An observation about one of the many improv things I struggle with— If you come at me with an accusation, I will always, always fight.

I mean, I’ll accept the reality of the situation, that I did the thing you’re accusing me of, but I’ll be damned if you’re gonna tell me that’s WRONG. I had a TOTALLY valid reason for crashing that commercial jet, and fuck you for saying otherwise.

The problem is: fights rarely make good improv. The scene never goes anywhere– no new information gets added to the scene, you just dive deeper and deeper into the dumb little factoids you started with. It becomes about the facts (which are MADE UP! how can you strive win a fight based on make-believe facts?!) instead of about the relationship between the characters.

The problems for me, why I have so much trouble not fighting, are:

  1. I wouldn’t say I like arguing, but… uh, I like being right. So I’m usually having so much… fun?… trying to one-up my opponent that I don’t even realize I’m doing a terrible scene until like 2 minutes after it ends.
  2. It’s my honest reaction. That’s honestly how I’d handle an accusation in reality. And you’re supposed to react honestly, right?

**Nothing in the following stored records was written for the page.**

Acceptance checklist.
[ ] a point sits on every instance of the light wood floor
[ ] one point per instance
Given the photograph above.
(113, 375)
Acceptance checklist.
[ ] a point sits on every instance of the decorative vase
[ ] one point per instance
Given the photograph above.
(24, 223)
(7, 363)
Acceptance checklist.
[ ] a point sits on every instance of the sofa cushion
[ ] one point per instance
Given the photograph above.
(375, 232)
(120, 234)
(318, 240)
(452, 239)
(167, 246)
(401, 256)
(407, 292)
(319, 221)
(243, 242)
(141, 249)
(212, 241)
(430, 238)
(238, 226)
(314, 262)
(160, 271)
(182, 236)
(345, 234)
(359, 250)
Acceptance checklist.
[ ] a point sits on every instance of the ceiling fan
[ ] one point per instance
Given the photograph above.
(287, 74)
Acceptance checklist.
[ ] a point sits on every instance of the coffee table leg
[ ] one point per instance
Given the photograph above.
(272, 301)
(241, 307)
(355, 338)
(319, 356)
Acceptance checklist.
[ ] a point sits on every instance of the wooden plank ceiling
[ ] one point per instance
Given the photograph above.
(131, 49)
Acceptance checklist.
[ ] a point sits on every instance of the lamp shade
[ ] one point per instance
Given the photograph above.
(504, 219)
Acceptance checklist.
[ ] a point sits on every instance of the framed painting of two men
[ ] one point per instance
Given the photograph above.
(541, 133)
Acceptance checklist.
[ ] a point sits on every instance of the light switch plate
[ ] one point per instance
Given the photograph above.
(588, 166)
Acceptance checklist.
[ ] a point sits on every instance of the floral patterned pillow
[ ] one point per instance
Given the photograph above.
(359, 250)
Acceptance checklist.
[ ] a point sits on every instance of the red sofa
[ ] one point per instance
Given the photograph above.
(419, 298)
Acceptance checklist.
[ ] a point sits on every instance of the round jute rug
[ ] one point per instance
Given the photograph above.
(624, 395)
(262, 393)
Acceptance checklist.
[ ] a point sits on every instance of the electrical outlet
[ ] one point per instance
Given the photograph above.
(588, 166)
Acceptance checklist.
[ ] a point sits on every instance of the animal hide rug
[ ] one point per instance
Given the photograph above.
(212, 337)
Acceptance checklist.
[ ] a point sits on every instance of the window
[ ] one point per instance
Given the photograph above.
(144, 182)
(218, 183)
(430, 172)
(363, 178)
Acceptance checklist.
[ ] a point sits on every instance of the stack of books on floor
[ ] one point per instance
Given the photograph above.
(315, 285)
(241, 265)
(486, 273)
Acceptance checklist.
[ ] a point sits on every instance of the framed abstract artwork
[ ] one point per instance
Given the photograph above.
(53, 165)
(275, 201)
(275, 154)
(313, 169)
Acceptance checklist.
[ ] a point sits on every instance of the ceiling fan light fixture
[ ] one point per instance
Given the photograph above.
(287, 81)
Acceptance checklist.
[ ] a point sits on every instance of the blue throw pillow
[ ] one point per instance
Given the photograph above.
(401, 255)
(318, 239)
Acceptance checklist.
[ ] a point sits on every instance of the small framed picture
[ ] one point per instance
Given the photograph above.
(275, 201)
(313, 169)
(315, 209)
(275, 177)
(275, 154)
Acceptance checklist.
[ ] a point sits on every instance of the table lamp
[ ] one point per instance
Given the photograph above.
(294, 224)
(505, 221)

I’ve got a short fuse. I never thought I’d be able to hold a job as long as I have; I always envisioned myself telling a boss to go fuck himself and quitting/getting fired in a spectacular tantrum. (I’ve come close! Oh did my manager and I have a talk last week. But I digress.)

Lately, I’ve had some opportunities to get screamingly rageful in scenes, and that usually goes over well because “strong emotion” and all, but I’m just like, wince, guys, I have anger issues, please don’t validate them.

Back to the point: ideally, I guess you avoid confrontational initiations, but once it’s out there… maybe I need to learn to just… accept that I was wrong, that I’m the lower status character here. At least sometimes.

Is there a way to do this without being either (a) remorseful (“I’m so sorry, I’m a terrible person for crashing that jet”) or (b) incompetent/clueless (“You’re not s’posed to shut off the engines in flight? Golly, I didn’t know that!”)? Or is one of those two options how you’re supposed to navigate the situation?

Or should I hold on to my “fuck you, I’m right” point of view (thus maintaining the “honest reaction” thing), but steer the conversation away from the subject we’re fighting about?

…I have no idea how to do that, though (in improv or reality).

So how do you handle accusations (in improv or reality)?